Judge Sharon Holmes took an unlikely path to becoming the first female black district judge in Tulsa County.
“I started law school late in life,” admits Holmes. “I didn’t go to law school until I was 40.”
Holmes received her bachelor’s degree on an ROTC scholarship and then spent six years in the Air Force on the security police force. After being stationed in Montana and two tours in Germany, Holmes decided it was time for a different phase of life.
“I decided to focus on being a mother,” shares Holmes.
Inspired by a friend years earlier, Holmes enrolled at Oklahoma City University in 1996. She graduated three years later and went to work for the Tulsa County District Attorney’s office as an assistant D.A. In 2003, Holmes ventured into private practice. This past November all that changed.
“When I was in private practice, I hadn’t thought about being a judge,” confesses Holmes. “Friends planted that seed, and over time the idea started to appeal to me.”
When you see an individual that everyone else has given up on use the tools given to them to complete their probation or program and come out a better person, that is what inspires me.”
In a few whirlwind months, that idea became a reality. She filed to run in February 2014 and was officially sworn in on Jan. 12, 2015.

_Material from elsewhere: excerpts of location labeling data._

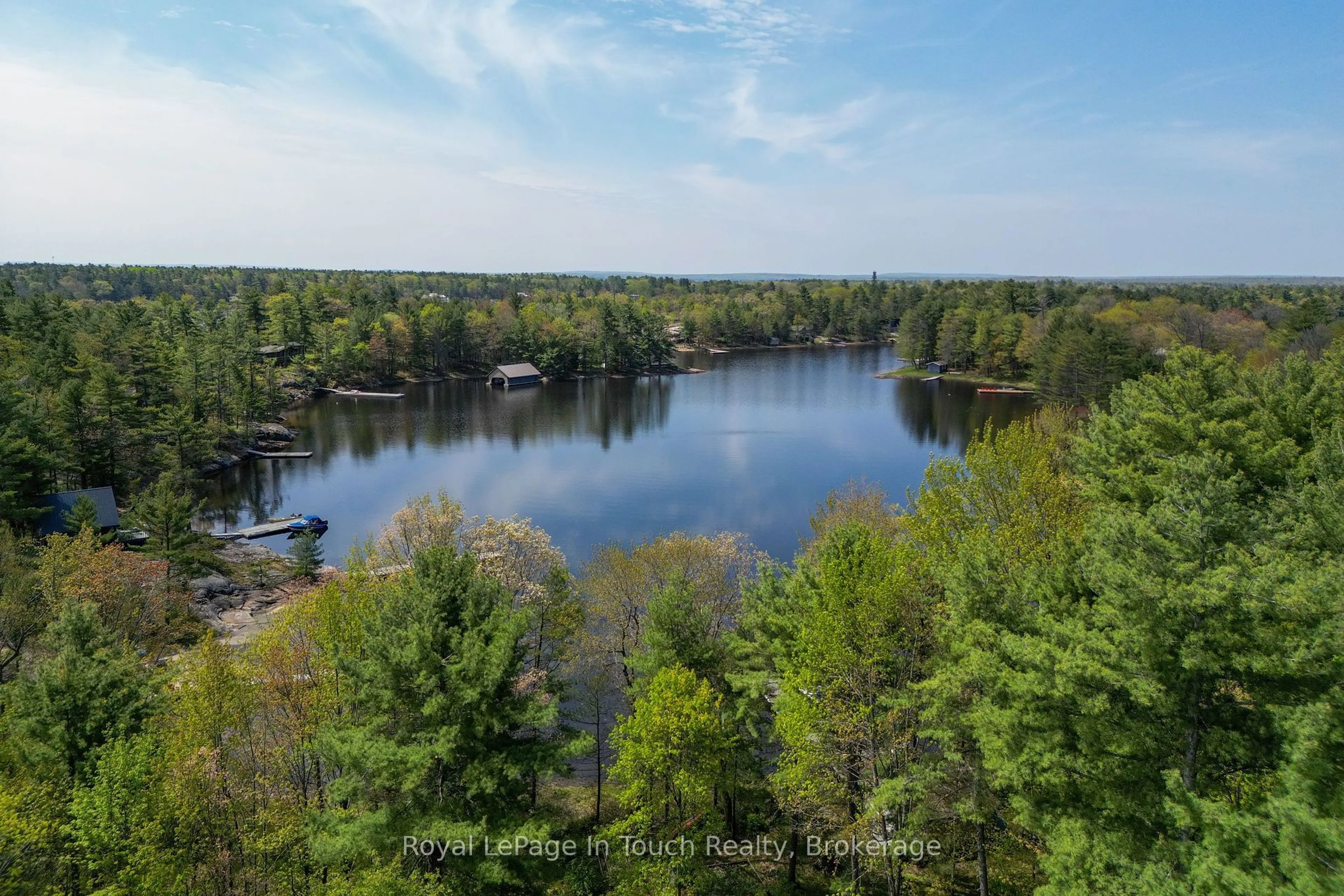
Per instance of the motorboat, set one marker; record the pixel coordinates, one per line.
(308, 523)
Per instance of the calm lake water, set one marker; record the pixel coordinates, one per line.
(752, 445)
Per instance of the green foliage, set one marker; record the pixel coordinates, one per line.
(439, 743)
(84, 514)
(306, 554)
(88, 692)
(1091, 657)
(670, 752)
(679, 632)
(166, 512)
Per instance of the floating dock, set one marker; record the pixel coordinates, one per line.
(260, 531)
(354, 394)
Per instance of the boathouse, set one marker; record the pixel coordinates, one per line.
(62, 503)
(514, 375)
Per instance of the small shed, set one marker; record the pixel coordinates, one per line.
(514, 375)
(61, 504)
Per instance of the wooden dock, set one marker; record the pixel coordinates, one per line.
(277, 526)
(354, 394)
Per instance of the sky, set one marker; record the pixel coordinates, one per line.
(1035, 137)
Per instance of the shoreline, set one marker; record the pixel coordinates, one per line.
(969, 379)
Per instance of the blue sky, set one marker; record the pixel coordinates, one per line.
(678, 136)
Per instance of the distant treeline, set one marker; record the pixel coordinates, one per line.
(1093, 657)
(113, 375)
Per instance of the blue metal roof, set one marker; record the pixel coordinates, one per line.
(61, 504)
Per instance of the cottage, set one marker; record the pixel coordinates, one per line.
(280, 354)
(61, 504)
(514, 375)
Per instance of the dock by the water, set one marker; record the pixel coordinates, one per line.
(277, 526)
(354, 394)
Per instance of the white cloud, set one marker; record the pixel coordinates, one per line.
(819, 134)
(1190, 146)
(462, 40)
(761, 30)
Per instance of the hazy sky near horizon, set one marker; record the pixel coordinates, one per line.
(678, 136)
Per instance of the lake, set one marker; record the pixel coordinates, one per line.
(752, 445)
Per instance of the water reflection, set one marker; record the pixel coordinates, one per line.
(750, 446)
(947, 414)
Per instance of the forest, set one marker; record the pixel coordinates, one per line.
(119, 375)
(1099, 655)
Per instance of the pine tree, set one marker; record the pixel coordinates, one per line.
(84, 512)
(88, 692)
(164, 511)
(440, 745)
(307, 555)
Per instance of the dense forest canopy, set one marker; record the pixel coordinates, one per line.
(116, 375)
(1093, 656)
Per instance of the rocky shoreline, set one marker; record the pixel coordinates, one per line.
(241, 606)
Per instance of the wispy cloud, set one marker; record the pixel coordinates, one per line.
(761, 30)
(462, 40)
(1190, 146)
(823, 134)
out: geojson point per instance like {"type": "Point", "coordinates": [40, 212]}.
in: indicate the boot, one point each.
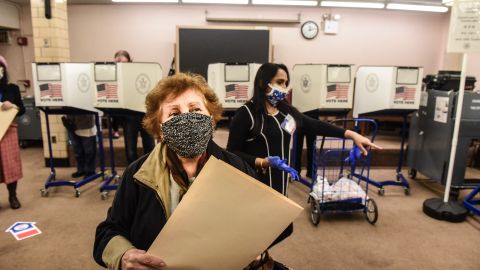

“It took about 30 minutes to get us all sworn in, and then we all went straight to work,” remembers Holmes. “I don’t think I can express how humbled I am to get this position. It is a big responsibility, and the people of Tulsa County deserve a person who understands that and will always do the right thing. When the people of a community show you that confidence, I have a heavy burden to do my best.”
Holmes believes her unique position and life experiences allow her to help those in great need who enter her courtroom.
“People typically look at the criminal system as the worst, but there are successes that come out of it,” says Holmes. “The position I am in now gives me a little more authority to get them the resources they need.
“When you see an individual that everyone else has given up on use the tools given to them to complete their probation or program and come out a better person, that is what inspires me,” explains Holmes. “When you see people come out a success, I relish that.”
As a woman and a mother, Holmes prefers to utilize alternative services rather than a prison sentence, where appropriate.
“Unfortunately, there are people who need jail time,” says Holmes. “But for others, there are wonderful programs that teach life skills and drug treatment to help them reincorporate into society as a valuable contributor.”
When she takes off the robe, Holmes educates youth on the judiciary process. Many of her friends and family feel she is a role model for women. Her life motto is if you want something you can get it by working hard.
“You don’t always have to do things in a traditional way,” encourages Holmes.